To accept or welcome one another comes at a cost, it responds warmly to the penitent, and is constantly looking to move up and make room to welcome others in the family. It is always inviting and including.
You’ll have spotted that the word welcome doesn’t necessarily appear in the verses as we read Romans 15v1-13. Instead, we have the word “accept” in some versions of the Bible and that’s a good translation. Like lots of the original words it’s hard to translate because it carries various meanings. The word means to take along, to take aside, to take as a companion, to welcome, and accept.
But what does it mean in practice? What does it look like to welcome or accept one another? It’s a word that speaks of warmth care and commitment. Let’s look at welcome in practice. Have a read of Acts 28. Paul is going to Rome to stand trial before Caesar, when a storm hits the boat he’s on. God rescues everyone from the shipwreck that follows just as he promised to Paul and they all make it eventually to shore, where we read: (2)“The islanders showed us unusual kindness. They built a fire and welcomed us all because it was raining and cold.”
Can you picture it in your mind’s eye?
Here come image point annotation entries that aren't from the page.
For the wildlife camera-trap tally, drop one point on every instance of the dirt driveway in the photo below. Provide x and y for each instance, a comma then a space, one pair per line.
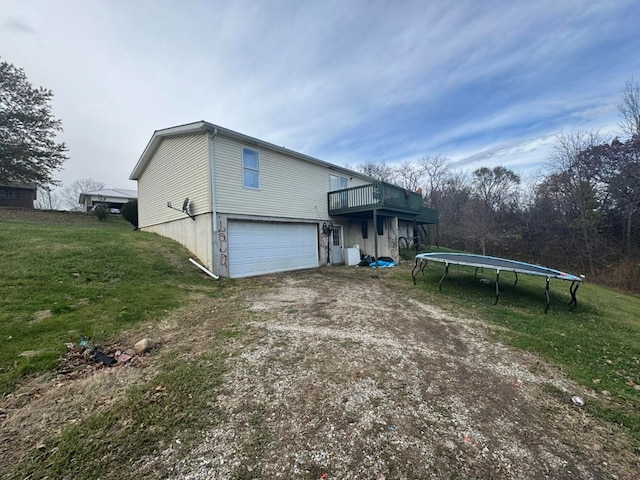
346, 376
343, 373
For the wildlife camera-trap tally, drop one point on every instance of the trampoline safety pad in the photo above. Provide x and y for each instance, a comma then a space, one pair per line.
497, 264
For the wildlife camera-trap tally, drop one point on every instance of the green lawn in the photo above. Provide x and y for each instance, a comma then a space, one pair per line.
68, 275
597, 344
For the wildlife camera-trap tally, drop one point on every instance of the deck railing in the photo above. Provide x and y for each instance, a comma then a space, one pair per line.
379, 195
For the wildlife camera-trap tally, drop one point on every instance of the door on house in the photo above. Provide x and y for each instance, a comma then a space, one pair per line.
336, 250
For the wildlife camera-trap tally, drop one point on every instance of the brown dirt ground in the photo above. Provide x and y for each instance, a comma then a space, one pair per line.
343, 373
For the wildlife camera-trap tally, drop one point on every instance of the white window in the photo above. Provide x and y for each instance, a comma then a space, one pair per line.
338, 182
250, 168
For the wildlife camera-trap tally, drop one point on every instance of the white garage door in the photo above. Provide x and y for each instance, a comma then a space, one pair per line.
256, 248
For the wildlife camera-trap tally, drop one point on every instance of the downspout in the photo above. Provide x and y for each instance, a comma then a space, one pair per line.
212, 177
212, 192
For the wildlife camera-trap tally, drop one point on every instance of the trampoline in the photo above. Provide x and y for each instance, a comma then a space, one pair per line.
497, 264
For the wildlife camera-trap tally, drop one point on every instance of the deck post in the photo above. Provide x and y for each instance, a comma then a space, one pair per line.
375, 235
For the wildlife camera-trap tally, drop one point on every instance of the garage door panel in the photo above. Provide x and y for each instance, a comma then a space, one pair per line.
257, 248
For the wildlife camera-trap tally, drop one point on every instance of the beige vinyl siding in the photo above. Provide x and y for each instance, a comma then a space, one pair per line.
289, 187
177, 170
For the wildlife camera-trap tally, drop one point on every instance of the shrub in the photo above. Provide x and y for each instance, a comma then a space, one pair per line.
129, 212
101, 211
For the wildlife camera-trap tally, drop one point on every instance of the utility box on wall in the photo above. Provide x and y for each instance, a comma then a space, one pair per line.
352, 256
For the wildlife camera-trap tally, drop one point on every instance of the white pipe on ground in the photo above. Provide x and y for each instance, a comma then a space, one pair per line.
208, 272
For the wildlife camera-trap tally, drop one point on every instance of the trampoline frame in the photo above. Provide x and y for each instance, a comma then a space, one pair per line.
498, 264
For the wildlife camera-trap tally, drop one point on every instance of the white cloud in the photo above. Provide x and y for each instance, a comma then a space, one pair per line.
338, 80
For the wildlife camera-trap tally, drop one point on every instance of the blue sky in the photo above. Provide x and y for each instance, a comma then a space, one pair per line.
484, 83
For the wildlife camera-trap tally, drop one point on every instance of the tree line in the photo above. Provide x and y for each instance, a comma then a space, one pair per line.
581, 215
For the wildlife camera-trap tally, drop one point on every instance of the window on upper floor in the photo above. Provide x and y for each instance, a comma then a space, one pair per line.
10, 193
337, 182
250, 168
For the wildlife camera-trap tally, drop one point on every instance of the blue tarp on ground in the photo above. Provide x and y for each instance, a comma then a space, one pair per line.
382, 263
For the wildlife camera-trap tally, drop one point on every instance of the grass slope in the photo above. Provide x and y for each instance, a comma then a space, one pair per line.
66, 275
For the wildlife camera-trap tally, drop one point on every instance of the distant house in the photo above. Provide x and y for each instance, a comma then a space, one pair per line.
21, 196
246, 207
114, 198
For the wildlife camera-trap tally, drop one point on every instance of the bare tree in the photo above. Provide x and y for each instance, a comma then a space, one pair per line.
629, 108
580, 179
437, 171
409, 175
494, 193
71, 193
379, 171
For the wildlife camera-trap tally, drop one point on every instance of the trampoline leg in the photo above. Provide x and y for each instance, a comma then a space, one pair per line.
546, 292
423, 264
573, 291
446, 271
413, 272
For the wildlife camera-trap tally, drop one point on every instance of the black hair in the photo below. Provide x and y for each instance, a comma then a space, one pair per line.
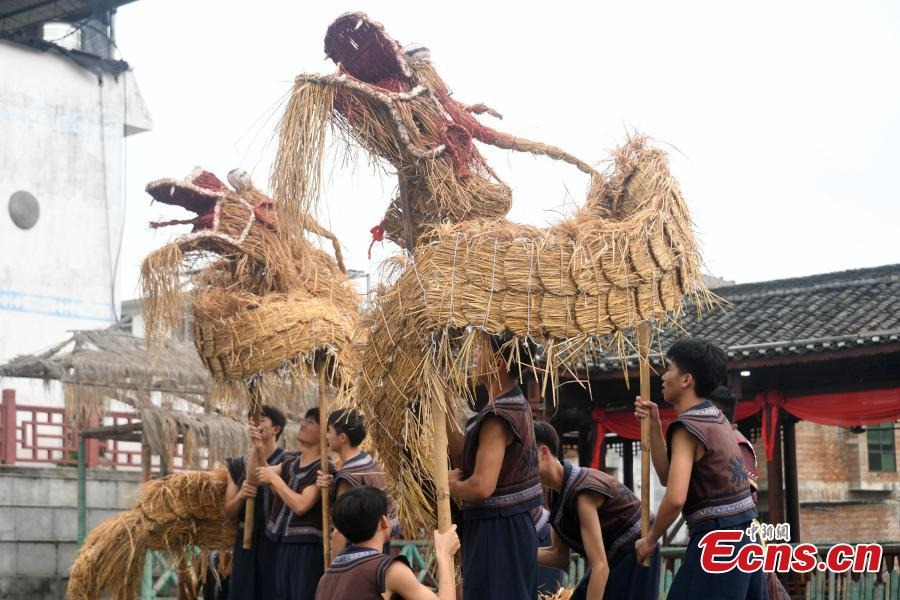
545, 433
725, 400
350, 422
357, 511
479, 398
276, 416
704, 361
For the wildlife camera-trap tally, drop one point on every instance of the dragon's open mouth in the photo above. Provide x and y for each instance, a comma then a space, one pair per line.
198, 193
362, 49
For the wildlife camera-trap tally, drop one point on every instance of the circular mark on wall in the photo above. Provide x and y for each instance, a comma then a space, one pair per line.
24, 209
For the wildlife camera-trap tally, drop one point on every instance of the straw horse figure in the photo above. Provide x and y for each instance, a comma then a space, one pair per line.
627, 256
261, 300
266, 306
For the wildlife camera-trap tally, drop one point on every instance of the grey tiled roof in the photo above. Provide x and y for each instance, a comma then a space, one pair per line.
823, 313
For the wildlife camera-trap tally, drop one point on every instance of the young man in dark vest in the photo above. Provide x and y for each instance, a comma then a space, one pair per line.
362, 572
701, 466
595, 515
253, 570
346, 431
726, 402
295, 515
499, 486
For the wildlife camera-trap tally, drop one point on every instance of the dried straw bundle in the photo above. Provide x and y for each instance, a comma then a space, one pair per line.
397, 108
179, 511
575, 286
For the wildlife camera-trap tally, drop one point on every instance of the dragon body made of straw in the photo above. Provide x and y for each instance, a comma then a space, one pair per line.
175, 514
627, 256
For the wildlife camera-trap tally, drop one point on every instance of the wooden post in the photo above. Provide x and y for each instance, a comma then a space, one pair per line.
438, 417
644, 350
628, 463
323, 448
146, 460
776, 480
250, 503
791, 489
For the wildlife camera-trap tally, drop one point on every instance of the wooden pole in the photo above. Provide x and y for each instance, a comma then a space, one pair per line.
791, 488
644, 350
438, 417
323, 448
250, 503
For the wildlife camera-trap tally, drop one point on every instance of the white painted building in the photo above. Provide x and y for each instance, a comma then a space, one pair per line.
64, 117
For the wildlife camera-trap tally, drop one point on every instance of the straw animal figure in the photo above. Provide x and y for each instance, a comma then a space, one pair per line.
269, 308
264, 305
182, 510
627, 256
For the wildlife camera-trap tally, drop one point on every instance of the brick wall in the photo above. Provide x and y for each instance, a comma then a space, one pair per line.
840, 499
850, 522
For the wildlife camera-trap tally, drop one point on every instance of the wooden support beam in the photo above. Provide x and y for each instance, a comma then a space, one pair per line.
775, 478
628, 463
791, 488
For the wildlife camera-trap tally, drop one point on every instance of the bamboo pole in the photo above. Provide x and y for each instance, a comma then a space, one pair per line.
250, 503
438, 417
644, 350
323, 448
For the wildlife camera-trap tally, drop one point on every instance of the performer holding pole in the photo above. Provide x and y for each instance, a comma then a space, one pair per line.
323, 450
295, 521
701, 466
644, 351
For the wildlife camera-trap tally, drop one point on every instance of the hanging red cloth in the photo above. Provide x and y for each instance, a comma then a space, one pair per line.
598, 415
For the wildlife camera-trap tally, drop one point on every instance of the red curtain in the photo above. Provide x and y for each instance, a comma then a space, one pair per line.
844, 409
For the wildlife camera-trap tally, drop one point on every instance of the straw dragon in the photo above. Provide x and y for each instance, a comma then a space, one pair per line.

These bruised, battered, bedraggled soldiers, prisoners and sailors after days in a tempestuous storm, and shipwreck making their way up the beach. And there the locals have made a fire to warm them and they make space around it to include these strangers. Welcome involves effort, it means making space for strangers, and it acts in ways that are unusually kind. It’s a warm welcome to the stranger that moves up and makes room.